Il tema mi pare di grande attualità a distanza di 2600 anni, e si ripropone i tutta la sua nobiltà e bellezza alla luce dei nostri ultimi avvenimenti politici.

Né i greci né il romani avevano fondato il loro diritto su una lex divina,e per un diritto che andava individuato e compreso,e per i quali non servivano sacerdoti ed oracoli, ma andava ancorato alla società che assecondava e si adattava alle nuove situazioni, ad una società in continua evoluzione e capace di fornire al Senato o all’Imperatore la base ed i principi su cui emanare nuove regole e disposizioni.

Il potere della Polis era ancorato soprattutto alla libertà vincolante dei suoi cittadini, e quando i problemi della Polis aumentarono si resero necessarie sempre più leggi, portando nel tempo quella sensazione dell’arbitrio devoluto alle classi aristocratiche,al clero ed ai nobili poi, sino ai tempi più recenti e vicini al nostro,in un passaggio di poteri le cui tragiche conseguenze sono state subite da tutti i popoli sia dell’occidente che dell’oriente.

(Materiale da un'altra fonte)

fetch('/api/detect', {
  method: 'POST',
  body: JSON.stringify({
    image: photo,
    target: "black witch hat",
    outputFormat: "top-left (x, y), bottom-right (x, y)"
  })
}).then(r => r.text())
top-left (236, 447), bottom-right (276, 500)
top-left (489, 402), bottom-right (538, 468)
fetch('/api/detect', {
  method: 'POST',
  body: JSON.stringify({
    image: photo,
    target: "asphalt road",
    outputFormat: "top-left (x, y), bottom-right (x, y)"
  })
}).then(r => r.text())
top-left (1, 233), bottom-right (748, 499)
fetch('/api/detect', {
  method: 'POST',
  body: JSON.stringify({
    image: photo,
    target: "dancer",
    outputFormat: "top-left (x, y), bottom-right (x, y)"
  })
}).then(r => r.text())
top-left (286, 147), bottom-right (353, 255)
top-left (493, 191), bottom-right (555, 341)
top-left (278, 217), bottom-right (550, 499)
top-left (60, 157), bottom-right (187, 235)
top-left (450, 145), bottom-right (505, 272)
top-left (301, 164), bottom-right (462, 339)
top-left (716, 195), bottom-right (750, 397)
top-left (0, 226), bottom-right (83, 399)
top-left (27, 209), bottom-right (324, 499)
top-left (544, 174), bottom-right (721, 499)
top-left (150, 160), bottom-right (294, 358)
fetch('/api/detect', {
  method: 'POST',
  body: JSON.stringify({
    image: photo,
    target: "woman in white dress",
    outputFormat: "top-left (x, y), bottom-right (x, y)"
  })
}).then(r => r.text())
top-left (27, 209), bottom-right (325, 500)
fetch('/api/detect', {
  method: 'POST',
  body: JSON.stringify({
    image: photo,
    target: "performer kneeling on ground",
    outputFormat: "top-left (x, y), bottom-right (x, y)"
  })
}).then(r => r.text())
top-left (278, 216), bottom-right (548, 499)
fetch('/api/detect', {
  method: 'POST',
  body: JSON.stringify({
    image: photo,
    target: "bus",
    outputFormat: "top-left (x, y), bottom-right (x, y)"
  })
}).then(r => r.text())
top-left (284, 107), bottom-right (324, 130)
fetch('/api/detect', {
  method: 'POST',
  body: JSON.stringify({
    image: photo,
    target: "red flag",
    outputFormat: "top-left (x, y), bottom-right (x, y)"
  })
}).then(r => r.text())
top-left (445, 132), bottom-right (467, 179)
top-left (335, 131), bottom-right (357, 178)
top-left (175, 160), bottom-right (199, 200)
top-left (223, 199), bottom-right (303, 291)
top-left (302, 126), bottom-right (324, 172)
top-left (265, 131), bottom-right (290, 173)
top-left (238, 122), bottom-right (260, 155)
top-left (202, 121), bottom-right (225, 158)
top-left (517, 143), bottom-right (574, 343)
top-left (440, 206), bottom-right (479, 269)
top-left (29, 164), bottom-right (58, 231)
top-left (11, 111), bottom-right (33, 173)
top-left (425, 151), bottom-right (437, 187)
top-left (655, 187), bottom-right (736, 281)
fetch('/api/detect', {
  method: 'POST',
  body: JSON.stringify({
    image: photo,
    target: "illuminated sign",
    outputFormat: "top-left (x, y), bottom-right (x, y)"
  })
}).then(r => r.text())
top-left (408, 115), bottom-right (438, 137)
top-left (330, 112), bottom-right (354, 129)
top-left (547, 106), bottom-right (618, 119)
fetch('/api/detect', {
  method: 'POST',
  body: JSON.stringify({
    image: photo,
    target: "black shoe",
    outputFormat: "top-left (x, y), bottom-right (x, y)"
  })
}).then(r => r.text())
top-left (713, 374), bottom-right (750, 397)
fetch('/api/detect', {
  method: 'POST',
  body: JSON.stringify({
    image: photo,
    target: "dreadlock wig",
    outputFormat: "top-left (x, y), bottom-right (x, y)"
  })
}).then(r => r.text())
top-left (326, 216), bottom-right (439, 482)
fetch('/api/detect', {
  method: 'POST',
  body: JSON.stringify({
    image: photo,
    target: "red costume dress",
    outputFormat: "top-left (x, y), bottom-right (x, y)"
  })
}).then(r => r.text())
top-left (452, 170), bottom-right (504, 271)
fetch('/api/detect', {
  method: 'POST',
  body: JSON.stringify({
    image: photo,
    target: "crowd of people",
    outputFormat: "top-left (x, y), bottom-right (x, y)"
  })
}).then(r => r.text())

Tutto nacque dalla filosofia sofistica, che si chiedeva da dove le leggi traessero il loro potere vincolante,in una costruzione-ricostruzione politica le cui conseguenze sono arrivate sino a noi,e che ci pone sempre ulteriori domande e risposte mai esaudite e risolutive sui vari problemi,perché attaccate ai cavilli ed alle interpretazioni di parte secondo una falsa logica “ad personam” in occidente, ed un ritorno alla religione in oriente come il fenomeno del ritorno dell’Islam.

Noi invece in occidente, ed in Italia particolare, dovremmo parlare di un ritorno invece alla Polis, che mi sembra sia la strada intrapresa dal PD con Veltroni, e sulla quale dovremmo fondare tutte le nostre speranze di rinascita e riscatto per una nuova società. Sino ad ora infatti non si è potuto parlare di una partecipazione dei cittadini alla politica, collegata sino a qualche tempo fa al progresso scientifico diviso tra la sua borghesia liberale ed un proletariato socialdemocratico o comunista.

Nel 2006 già scrissi qualcosa sul mutamento delle classi sociali, e di cui bisognava già tenerne conto, perché già portava in se le premesse di una nuova società che correva il rischio di rimanere come sabbia fra le mani se non saputa aggregare con delle riforme.

Questa filosofia è bene saperlo, raggruppa sia cittadini di destra che di sinistra, e la cui separazione è tenuta solo ed unicamente da una linea al disopra della quale ci sono tutti i politici che fanno quello che vogliono, e che distribuiscono quando vogliono delle elargizioni.

Tutto questo ha a che fare con una democrazia solo apparente, e mi pare per concludere con grande speranza che il PD con il suo rinnovamento dei quadri vincolati a ben precise disposizioni di rappresentanza e di presentazione di candidati, rappresenti al momento un ritorno alla Storia e che può riservarci piacevoli sorprese ispirate essenzialmente ad un diritto appartenente ai cittadini e non ai politici di mestiere.

Mi pare perciò e per concludere, che esista una differenza fondamentale fra la democrazia del PD e quella del “Popolo delle libertà”.

E’ la “Storia” della Polis che ce lo ha insegnato, degenerata con la trasmissione dei poteri in mani di chi possedeva ricchezze, come del resto accade ancora oggi con la falsa logica della democrazia quando questa cade in mani di chi ha ricchezze irrinunciabili sino al limite del conflitto di interessi, e la Polis di Veltroni in mano a chi non ha né ricchezze e né poteri.

Il mio appello e richiamo va indirizzato perciò a chi ancora sa e concepisce la libertà dell’individuo come fondamento nell’esercizio della cosa pubblica.